17 Although their study did not examine the effects of OMT in patients with dizziness, it did find that a weekly OMT protocol improved postural control in healthy elderly patients. Therefore, their findings and our current findings both support the notion that OMT may help improve balance and decrease postural sway. The data from these studies also seem to suggest that computerized dynamic posturography is a useful and objective tool for assessing the effects of OMT on balance and postural control, with results that correlate with those of the DHI. These are important considerations for future studies of OMT in patients with dizziness.
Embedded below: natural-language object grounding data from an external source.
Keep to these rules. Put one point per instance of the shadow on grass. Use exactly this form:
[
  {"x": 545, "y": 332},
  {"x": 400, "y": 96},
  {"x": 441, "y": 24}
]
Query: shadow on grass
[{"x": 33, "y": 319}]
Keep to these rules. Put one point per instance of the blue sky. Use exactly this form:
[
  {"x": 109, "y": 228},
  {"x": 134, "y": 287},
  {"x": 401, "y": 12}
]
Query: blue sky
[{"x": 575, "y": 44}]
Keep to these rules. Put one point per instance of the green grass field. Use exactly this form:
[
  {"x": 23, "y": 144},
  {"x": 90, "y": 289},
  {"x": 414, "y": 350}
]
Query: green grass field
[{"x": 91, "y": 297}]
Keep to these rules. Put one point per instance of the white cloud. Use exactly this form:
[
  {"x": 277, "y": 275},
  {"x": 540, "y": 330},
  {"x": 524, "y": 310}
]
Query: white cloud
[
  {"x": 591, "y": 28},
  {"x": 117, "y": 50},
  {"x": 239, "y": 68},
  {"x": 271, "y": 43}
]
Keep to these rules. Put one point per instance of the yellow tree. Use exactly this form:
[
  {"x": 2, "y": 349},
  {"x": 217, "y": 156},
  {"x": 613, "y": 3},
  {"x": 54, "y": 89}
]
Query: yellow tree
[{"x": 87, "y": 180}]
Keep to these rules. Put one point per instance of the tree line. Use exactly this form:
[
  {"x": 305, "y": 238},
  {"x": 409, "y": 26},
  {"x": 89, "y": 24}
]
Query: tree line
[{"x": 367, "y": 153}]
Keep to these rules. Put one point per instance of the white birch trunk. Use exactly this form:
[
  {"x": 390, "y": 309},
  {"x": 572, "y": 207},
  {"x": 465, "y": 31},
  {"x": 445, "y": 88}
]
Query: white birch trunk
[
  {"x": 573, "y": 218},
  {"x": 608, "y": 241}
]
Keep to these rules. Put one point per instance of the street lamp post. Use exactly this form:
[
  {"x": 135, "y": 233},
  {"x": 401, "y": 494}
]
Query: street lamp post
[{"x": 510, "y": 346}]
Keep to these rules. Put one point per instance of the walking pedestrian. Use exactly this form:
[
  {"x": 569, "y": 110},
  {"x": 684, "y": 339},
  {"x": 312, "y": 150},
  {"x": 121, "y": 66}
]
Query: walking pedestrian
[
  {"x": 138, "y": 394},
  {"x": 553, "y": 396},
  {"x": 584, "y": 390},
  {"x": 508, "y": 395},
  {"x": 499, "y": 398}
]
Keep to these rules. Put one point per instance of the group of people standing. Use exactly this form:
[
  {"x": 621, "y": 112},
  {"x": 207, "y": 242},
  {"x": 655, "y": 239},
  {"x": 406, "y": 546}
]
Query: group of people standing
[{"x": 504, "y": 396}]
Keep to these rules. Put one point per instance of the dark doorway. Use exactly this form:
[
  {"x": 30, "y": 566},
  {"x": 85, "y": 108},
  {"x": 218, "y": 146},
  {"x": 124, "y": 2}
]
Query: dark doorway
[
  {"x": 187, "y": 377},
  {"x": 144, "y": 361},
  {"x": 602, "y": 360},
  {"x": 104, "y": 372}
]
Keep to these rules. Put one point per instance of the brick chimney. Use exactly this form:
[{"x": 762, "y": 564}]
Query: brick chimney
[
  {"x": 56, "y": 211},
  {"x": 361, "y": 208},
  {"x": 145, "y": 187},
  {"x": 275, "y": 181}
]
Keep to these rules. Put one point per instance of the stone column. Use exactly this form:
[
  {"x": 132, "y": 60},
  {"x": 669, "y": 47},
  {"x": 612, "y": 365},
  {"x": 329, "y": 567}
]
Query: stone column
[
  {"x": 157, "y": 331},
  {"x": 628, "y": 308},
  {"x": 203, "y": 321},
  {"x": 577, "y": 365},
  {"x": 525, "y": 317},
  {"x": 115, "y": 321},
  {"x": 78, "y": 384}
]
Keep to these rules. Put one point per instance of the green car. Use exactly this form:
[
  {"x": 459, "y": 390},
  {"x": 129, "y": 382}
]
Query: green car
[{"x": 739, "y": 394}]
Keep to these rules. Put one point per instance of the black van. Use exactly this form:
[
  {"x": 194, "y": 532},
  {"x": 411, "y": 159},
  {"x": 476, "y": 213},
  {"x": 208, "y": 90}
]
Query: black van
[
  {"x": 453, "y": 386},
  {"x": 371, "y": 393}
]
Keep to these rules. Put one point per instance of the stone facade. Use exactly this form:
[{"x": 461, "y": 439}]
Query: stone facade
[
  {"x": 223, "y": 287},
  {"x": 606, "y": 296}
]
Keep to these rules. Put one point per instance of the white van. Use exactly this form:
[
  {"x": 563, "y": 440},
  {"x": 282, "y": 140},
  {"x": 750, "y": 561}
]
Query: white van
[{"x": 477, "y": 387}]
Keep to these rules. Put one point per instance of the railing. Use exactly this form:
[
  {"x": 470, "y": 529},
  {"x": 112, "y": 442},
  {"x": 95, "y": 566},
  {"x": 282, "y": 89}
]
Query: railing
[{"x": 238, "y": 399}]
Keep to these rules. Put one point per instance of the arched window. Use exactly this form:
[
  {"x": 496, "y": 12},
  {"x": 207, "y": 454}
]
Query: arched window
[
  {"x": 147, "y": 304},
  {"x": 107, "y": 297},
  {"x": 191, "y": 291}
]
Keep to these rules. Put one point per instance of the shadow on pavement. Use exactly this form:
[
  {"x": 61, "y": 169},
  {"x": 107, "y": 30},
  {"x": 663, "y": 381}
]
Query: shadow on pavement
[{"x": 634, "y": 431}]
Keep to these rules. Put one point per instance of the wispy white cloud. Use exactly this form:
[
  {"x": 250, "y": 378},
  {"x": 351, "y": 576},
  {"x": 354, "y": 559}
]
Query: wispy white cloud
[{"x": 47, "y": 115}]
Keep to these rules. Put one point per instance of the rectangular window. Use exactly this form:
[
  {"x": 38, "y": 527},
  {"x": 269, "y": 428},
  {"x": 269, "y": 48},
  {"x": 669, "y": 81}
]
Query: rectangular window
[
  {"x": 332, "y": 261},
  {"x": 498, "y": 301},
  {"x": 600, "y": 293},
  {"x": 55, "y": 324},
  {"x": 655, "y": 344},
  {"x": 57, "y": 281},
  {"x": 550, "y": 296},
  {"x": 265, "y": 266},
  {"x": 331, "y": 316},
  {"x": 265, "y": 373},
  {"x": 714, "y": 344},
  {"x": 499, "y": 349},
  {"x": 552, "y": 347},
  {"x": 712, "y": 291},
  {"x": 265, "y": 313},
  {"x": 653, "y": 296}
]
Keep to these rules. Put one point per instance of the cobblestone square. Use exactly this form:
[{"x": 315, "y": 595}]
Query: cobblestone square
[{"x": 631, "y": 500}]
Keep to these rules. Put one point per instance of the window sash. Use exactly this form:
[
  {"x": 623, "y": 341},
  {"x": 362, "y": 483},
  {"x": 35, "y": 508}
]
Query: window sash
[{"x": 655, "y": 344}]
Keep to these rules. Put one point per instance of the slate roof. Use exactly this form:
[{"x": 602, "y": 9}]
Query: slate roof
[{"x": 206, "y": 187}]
The most important limitation of this study was the lack of a control group or other group that did not receive OMT. Study participants showed statistically significant improvement in their balance, but we cannot conclude definitively that these changes resulted from OMT; they could reflect learned adaption as participants become more comfortable and proficient in using the SMART Balance Master. Although this important consideration should be taken into account for future studies, it should also be noted that Lopez et al did not see this adaptive response, reporting a statistically significant difference in balance between a control group and patients receiving OMT.
17
Another limitation of the current study was that it was not randomized and did not compare nonsymptomatic with symptomatic participants. For future studies, it would be useful to randomly assign participants to control and to OMT groups and to determine with more certainty whether improvements in balance are in fact due to OMT. This would be particularly helpful in studies that incorporate more sessions with OMT and assess for changes in balance over a longer duration (ie, months vs weeks).
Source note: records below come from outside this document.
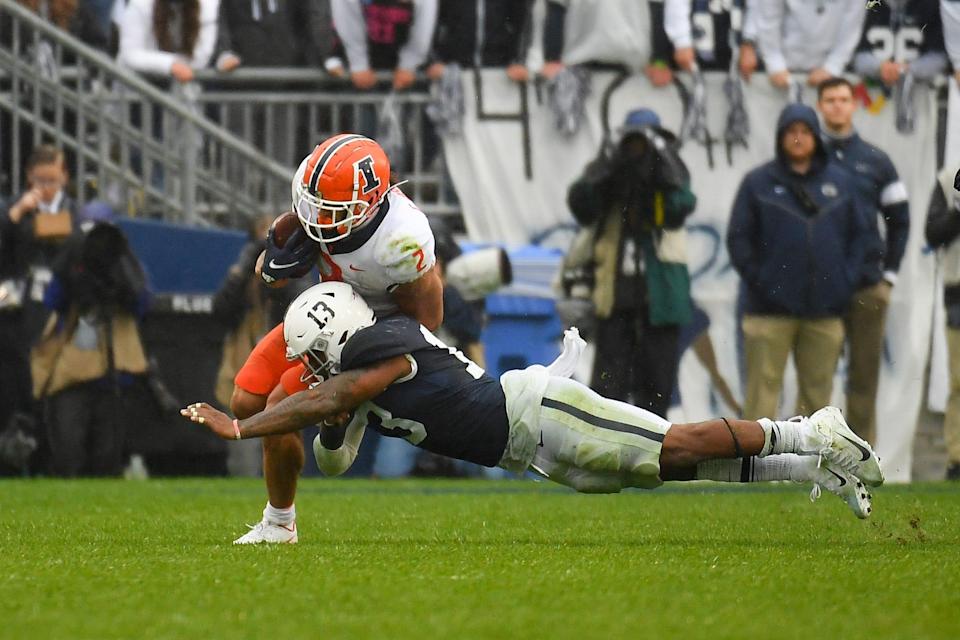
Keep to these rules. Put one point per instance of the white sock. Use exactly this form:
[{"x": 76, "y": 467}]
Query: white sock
[
  {"x": 785, "y": 466},
  {"x": 280, "y": 516},
  {"x": 782, "y": 436}
]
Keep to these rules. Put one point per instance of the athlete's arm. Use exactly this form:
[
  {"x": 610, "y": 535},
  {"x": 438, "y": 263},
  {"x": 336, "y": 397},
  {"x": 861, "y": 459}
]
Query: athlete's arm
[
  {"x": 422, "y": 299},
  {"x": 332, "y": 398}
]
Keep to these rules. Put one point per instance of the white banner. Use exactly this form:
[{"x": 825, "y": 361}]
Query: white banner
[{"x": 512, "y": 174}]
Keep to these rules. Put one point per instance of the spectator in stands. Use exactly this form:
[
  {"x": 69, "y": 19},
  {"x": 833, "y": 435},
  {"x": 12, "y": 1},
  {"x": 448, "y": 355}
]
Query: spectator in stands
[
  {"x": 950, "y": 18},
  {"x": 382, "y": 35},
  {"x": 501, "y": 41},
  {"x": 606, "y": 32},
  {"x": 33, "y": 228},
  {"x": 942, "y": 232},
  {"x": 249, "y": 31},
  {"x": 815, "y": 38},
  {"x": 247, "y": 310},
  {"x": 796, "y": 237},
  {"x": 707, "y": 34},
  {"x": 169, "y": 37},
  {"x": 77, "y": 18},
  {"x": 91, "y": 353},
  {"x": 901, "y": 36},
  {"x": 882, "y": 195},
  {"x": 637, "y": 197}
]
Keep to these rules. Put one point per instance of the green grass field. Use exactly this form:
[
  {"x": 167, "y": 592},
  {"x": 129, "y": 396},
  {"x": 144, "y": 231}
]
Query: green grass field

Because there is no definitive evidence that somatic dysfunction of a specific region causes or is correlated with vertigo, OMT in this study was not restricted to specific regions of the body. Moreover, no specific treatment protocol was used; this approach was seen as being more consistent with the theory of osteopathic medicine and its purpose to resolve structural imbalances and improve the overall function of the body. For future studies, it would be useful to document the location and severity of somatic dysfunction and clarify its frequency in patients with dizziness. It may be particularly helpful to understand whether patients with dizziness have somatic dysfunction in a particular region (ie, upper thoracic, cervical, or cranial), because this would help direct future treatment strategies and protocols.
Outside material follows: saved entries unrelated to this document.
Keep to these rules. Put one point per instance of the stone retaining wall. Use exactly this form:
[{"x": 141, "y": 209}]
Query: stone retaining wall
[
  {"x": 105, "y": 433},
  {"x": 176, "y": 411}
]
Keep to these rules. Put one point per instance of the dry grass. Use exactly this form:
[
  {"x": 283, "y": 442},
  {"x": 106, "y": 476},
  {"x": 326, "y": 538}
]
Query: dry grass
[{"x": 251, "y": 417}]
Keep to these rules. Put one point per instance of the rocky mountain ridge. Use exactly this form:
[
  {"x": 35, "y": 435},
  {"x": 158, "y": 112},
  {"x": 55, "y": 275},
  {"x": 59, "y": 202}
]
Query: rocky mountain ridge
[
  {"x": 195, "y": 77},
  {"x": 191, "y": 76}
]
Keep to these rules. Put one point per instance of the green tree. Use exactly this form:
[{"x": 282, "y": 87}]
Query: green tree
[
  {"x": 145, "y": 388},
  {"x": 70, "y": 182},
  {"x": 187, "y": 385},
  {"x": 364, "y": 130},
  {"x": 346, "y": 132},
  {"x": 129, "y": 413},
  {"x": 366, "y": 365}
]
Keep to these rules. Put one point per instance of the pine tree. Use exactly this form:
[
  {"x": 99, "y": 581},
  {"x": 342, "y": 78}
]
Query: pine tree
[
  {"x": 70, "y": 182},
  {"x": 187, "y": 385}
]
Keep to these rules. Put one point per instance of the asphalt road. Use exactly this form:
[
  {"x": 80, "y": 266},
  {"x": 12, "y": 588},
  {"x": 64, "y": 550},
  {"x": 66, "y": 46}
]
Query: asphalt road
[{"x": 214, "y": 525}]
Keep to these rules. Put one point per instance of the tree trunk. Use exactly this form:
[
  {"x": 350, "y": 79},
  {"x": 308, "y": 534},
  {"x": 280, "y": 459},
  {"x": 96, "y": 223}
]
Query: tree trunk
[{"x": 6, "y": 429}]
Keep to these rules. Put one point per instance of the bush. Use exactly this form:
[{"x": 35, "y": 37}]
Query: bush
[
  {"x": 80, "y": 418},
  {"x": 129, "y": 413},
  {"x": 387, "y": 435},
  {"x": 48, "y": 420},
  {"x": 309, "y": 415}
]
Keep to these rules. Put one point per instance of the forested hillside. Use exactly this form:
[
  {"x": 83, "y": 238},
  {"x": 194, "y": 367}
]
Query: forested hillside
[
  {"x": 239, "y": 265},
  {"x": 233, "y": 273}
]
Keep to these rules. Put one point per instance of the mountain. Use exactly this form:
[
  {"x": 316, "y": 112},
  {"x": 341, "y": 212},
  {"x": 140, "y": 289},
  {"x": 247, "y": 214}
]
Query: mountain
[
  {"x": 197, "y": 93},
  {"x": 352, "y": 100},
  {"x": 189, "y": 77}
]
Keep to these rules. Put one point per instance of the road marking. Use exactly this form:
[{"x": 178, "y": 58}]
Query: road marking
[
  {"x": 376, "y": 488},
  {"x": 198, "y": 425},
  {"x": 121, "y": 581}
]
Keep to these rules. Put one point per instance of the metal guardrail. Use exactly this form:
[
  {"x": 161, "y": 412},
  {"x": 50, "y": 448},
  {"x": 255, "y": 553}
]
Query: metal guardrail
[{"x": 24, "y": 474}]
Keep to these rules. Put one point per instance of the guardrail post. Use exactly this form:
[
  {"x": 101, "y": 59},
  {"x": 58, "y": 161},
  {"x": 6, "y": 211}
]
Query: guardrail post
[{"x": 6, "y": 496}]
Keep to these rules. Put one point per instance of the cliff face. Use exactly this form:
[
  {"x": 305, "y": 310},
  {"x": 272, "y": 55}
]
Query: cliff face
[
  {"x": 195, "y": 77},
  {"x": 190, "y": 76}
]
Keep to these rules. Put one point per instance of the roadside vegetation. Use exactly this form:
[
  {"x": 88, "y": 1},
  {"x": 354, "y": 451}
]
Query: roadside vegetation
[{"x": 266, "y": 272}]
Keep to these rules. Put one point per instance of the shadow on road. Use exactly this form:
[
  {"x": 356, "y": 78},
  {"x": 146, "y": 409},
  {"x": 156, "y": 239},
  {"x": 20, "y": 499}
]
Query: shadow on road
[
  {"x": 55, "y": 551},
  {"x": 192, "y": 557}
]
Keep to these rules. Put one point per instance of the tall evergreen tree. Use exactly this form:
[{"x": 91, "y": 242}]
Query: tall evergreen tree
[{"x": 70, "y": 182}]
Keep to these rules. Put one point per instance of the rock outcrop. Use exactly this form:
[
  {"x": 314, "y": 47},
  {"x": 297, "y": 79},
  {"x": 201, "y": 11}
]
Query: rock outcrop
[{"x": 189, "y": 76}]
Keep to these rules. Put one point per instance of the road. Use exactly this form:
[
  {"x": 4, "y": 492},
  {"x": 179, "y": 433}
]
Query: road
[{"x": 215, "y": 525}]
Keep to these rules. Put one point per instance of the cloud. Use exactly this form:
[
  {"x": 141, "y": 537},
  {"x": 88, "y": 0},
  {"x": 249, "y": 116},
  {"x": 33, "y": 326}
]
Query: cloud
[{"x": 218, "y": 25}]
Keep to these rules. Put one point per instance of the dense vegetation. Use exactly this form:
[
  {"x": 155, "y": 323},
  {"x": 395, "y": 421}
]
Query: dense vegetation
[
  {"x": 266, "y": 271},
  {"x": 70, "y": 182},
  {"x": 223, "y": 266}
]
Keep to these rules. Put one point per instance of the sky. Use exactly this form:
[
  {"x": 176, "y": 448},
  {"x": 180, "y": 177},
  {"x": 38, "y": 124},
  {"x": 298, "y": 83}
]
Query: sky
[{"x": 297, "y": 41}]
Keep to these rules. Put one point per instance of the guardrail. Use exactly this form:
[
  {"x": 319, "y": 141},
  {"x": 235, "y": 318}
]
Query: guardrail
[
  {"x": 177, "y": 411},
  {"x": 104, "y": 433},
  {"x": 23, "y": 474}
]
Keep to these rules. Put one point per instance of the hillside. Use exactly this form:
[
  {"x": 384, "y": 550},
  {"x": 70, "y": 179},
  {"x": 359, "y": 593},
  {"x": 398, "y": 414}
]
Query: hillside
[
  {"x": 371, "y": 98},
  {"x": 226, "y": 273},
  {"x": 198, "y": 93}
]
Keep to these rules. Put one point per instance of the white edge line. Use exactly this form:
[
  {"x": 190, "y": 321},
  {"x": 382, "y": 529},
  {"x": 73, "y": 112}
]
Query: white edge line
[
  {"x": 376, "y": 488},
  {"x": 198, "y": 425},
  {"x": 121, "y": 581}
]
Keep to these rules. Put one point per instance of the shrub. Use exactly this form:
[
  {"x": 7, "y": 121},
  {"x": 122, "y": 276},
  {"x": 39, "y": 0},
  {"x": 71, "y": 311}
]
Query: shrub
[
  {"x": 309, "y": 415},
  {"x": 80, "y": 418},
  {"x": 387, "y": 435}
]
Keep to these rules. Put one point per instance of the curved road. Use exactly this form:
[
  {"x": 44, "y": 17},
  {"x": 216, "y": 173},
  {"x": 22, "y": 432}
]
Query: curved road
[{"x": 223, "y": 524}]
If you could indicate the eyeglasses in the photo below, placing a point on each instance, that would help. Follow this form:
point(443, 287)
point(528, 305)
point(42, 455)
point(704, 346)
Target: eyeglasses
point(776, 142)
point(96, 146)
Our study used multiple osteopathic physicians to treat participants because of limitations in time and resources. Future studies should ideally have a single osteopathic physician providing treatment, to reduce variability in OMT techniques, and a single osteopathic physician, blinded to treatment, diagnosing somatic dysfunction. This design would ensure greater integrity in data collection and reduce potential confounding variables, including interexaminer variability.
The results of this study support the hypothesis that OMT improves balance in individuals with dizziness. Although the current study had limitations, the results are promising enough to support further research on OMT and balance in patients with dizziness, including larger studies with appropriate controls, blinding, and randomization. Such studies are important, because dizziness and falls are common problems, frequently encountered in the clinical setting by osteopathic physicians. Evidence supporting the use of OMT in patients with dizziness may allow the provision of meaningful and cost-effective care, improve patients' quality of life, and decrease the burden of fall-related injuries in this patient population.